It wasn't always this way. Over four decades ago, the teenage Lacy was walking well-traveled jazz paths, playing with Pee Wee Russell, Rex Stewart, Jimmy Rushing and other jazz artists of the early fifties. Then, in 1955, he jumped off the traditional jazz bandwagon to explore a less structured, more dissonant form of the genre with pianist Cecil Taylor. Throughout the rest of his 40-plus-year career, Lacy, 65, has won praise (and the prestigious MacArthur Foundation fellowship) at the forefront of the avant-garde movement, but he's still almost impossible to categorize. Lacy has made everything from experimental electronic music to solo saxophone recordings. And he can be one of the most "outside" players on the scene. Yet he can also be very lyrical. He's more deeply rooted in tradition than most avant-garde musicians and sometimes plays "inside the pocket."
So what's the twist on Lacy's Ellington tribute?
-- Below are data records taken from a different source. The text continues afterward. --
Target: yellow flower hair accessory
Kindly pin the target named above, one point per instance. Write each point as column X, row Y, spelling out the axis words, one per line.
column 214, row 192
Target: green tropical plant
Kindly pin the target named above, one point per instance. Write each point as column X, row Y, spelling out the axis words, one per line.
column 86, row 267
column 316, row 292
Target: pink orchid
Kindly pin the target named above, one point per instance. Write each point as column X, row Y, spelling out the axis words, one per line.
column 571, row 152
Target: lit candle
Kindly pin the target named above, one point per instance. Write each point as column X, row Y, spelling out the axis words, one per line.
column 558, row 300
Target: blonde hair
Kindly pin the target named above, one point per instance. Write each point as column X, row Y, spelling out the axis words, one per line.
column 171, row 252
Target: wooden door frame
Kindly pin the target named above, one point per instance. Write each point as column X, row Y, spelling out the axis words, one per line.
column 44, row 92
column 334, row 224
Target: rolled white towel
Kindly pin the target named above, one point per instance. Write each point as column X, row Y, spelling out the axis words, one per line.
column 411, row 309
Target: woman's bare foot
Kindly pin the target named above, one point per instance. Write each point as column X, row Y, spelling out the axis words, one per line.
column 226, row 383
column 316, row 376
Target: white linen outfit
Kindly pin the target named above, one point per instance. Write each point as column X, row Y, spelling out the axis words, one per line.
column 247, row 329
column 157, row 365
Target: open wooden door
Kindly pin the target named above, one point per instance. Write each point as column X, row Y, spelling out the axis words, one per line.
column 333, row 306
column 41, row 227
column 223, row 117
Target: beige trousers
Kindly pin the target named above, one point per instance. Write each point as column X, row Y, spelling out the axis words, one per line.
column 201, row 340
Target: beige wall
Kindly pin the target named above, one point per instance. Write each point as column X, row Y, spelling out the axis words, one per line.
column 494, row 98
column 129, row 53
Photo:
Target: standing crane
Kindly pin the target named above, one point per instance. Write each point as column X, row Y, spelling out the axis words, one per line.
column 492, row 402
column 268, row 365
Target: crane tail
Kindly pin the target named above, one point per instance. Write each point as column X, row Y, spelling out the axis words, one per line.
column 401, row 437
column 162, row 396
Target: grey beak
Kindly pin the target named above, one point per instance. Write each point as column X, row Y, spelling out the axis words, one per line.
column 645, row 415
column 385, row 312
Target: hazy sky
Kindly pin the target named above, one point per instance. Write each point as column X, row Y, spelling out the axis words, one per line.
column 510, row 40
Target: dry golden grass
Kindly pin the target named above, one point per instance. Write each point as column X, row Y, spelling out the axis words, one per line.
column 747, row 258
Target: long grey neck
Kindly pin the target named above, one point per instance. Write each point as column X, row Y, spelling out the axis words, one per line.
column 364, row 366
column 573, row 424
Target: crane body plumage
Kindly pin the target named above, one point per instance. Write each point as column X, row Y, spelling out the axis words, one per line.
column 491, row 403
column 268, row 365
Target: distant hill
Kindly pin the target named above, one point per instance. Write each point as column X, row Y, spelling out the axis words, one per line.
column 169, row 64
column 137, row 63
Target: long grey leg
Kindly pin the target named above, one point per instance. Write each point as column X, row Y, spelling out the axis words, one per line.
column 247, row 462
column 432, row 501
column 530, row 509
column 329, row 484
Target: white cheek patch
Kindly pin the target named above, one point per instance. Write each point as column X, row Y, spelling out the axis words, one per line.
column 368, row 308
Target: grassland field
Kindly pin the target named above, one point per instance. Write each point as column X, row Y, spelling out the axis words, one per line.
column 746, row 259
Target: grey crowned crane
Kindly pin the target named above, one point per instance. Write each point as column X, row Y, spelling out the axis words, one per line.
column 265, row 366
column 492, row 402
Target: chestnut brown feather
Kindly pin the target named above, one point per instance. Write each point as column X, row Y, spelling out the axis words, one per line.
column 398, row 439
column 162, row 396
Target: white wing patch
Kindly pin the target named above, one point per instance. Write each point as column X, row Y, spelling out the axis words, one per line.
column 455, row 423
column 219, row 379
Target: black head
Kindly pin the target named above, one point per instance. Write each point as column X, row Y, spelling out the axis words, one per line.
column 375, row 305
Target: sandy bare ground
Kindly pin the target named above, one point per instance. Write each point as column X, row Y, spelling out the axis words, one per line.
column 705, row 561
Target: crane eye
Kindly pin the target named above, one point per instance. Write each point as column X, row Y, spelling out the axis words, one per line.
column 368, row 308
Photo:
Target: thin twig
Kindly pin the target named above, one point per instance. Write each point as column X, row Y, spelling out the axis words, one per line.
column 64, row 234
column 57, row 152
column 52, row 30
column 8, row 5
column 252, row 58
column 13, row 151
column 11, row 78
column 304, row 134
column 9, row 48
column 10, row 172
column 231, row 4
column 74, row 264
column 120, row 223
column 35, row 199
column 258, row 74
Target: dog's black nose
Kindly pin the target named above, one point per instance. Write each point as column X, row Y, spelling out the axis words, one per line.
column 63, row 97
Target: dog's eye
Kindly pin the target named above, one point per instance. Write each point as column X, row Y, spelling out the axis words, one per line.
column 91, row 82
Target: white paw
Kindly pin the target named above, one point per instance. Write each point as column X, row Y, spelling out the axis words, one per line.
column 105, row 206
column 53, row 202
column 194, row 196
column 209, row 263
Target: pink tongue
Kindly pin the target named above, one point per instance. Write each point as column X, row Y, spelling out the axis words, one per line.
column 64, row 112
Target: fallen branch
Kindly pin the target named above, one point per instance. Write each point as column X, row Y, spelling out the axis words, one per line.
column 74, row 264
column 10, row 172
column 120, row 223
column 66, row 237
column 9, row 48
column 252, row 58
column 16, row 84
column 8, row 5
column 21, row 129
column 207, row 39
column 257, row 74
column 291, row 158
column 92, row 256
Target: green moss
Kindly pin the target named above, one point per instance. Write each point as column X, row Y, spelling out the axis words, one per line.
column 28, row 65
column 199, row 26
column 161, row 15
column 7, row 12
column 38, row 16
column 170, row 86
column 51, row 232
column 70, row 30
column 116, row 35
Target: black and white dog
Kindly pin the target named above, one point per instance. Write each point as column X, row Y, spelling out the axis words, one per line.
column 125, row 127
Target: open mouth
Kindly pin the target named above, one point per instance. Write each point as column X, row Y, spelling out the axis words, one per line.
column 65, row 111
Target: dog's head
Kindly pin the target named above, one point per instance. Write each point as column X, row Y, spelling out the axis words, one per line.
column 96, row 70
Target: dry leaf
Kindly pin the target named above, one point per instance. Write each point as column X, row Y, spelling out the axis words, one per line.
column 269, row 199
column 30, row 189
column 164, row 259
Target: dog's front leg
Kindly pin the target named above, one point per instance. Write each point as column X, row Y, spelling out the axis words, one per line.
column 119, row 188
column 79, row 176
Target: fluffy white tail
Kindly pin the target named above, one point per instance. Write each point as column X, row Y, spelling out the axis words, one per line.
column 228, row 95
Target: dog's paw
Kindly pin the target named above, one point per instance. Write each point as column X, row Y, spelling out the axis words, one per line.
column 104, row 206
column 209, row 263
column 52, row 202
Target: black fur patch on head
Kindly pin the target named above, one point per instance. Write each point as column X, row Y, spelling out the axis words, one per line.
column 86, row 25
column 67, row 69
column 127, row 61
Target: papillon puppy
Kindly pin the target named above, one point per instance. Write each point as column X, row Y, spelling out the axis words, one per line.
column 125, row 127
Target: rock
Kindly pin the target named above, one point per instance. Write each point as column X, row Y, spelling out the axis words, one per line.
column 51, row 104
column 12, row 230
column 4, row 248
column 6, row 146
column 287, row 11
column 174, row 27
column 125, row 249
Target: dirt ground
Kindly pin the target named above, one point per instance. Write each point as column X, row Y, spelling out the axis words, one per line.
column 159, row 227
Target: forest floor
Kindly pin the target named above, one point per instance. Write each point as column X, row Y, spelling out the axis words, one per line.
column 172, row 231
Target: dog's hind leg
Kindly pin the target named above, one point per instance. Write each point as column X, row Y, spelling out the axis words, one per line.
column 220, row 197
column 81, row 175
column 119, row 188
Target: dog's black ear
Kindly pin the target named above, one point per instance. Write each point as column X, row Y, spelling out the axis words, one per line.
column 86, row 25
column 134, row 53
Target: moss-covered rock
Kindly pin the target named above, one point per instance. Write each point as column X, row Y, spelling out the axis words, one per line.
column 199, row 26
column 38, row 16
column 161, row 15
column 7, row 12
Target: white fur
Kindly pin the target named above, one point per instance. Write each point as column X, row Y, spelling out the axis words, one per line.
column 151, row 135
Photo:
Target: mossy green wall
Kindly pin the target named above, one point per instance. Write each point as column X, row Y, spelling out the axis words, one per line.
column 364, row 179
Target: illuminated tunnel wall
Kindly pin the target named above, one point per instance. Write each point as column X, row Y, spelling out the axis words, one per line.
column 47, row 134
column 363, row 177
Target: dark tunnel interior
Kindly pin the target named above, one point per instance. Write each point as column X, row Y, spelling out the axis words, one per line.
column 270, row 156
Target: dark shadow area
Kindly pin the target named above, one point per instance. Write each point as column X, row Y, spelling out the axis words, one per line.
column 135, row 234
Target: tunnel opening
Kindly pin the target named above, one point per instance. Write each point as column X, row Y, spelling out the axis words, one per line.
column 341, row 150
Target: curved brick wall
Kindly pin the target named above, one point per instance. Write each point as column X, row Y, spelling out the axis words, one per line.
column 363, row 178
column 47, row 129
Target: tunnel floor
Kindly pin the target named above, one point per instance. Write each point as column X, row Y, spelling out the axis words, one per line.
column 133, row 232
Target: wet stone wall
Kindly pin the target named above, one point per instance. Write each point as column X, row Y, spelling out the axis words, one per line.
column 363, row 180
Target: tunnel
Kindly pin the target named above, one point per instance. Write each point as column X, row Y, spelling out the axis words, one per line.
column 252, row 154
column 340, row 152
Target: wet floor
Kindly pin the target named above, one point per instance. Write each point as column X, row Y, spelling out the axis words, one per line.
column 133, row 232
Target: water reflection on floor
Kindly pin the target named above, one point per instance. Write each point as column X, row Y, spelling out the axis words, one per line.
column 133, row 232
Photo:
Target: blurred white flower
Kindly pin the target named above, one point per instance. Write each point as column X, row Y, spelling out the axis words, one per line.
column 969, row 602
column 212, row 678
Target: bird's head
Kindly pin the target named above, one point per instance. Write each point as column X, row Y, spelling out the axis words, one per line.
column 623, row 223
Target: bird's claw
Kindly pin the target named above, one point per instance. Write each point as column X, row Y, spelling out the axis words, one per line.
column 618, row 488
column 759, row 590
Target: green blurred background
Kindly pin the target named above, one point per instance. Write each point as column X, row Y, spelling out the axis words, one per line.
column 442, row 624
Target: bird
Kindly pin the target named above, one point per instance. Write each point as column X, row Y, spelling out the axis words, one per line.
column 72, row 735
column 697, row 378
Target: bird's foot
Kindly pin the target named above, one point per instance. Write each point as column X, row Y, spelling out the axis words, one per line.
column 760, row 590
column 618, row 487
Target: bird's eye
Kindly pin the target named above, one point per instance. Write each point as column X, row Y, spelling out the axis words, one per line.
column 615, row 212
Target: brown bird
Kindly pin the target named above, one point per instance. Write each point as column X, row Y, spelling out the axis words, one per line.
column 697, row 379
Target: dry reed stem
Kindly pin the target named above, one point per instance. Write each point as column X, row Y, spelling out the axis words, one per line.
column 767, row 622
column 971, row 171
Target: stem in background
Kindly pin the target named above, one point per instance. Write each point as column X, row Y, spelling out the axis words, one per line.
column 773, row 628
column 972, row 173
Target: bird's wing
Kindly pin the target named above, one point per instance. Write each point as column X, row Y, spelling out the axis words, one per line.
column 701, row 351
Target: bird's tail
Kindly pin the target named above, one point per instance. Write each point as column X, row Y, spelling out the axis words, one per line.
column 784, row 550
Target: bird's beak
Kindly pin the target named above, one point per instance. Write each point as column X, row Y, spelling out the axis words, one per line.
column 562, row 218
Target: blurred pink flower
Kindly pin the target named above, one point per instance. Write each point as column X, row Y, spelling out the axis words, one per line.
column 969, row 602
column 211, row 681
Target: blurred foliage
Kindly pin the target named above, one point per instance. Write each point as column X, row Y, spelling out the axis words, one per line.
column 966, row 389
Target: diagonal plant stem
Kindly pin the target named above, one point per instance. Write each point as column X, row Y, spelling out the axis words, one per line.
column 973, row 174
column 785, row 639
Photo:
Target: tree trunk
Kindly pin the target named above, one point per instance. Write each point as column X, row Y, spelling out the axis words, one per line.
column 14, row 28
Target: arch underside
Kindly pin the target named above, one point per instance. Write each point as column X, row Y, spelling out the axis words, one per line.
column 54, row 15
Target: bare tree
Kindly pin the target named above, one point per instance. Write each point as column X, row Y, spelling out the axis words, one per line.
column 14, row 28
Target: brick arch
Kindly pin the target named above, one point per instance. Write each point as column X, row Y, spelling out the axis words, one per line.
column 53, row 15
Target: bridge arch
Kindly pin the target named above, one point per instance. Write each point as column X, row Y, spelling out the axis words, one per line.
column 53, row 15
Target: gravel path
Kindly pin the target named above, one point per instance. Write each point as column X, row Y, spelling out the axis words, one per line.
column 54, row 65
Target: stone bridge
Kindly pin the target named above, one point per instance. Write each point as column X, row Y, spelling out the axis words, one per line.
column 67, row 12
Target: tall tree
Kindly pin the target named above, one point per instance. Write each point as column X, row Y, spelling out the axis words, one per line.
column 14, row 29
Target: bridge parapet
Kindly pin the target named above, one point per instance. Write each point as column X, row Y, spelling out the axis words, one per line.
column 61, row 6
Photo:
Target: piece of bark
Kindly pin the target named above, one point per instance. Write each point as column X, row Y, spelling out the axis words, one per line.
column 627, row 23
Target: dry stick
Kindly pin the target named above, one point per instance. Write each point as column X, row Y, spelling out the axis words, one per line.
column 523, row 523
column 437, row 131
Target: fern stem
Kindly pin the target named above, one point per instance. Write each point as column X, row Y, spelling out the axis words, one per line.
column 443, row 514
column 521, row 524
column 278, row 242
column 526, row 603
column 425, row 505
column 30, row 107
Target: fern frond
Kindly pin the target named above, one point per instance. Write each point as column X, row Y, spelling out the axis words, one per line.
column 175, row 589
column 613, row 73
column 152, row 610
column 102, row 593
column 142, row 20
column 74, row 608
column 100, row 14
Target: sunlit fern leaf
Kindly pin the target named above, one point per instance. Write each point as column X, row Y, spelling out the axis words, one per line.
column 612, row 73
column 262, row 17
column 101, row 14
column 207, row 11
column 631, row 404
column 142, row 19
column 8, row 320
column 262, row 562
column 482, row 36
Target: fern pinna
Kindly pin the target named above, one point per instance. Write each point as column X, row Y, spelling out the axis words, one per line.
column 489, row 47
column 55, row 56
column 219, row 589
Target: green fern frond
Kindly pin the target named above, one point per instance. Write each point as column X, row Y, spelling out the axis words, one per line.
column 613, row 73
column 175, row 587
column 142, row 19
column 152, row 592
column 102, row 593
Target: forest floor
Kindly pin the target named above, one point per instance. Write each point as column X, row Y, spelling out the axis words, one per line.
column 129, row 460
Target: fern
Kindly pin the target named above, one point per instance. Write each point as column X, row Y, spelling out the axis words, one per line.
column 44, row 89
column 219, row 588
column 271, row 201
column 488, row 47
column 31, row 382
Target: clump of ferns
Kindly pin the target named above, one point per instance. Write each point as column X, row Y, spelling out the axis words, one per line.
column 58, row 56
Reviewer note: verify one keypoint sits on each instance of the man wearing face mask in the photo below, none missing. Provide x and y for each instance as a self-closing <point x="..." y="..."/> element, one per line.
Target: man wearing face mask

The ten songs have been arranged for solo soprano saxophone and stamped with Lacy's unique jazz ideas. And not all of the songs are Ellington warhorses: When's the last time you heard "To the Bitter"?
The second half of the show departs from Ellington altogether as Lacy is joined by vocalist and longtime companion Irene Aebi for a reading of the works of six beat poets set to music. The poets include William S. Burroughs and Robert Creeley, but Jack Kerouac, the beat poet most associated with jazz, is nowhere to be found. Unconventional? Sure. Welcome to the world of Steve Lacy.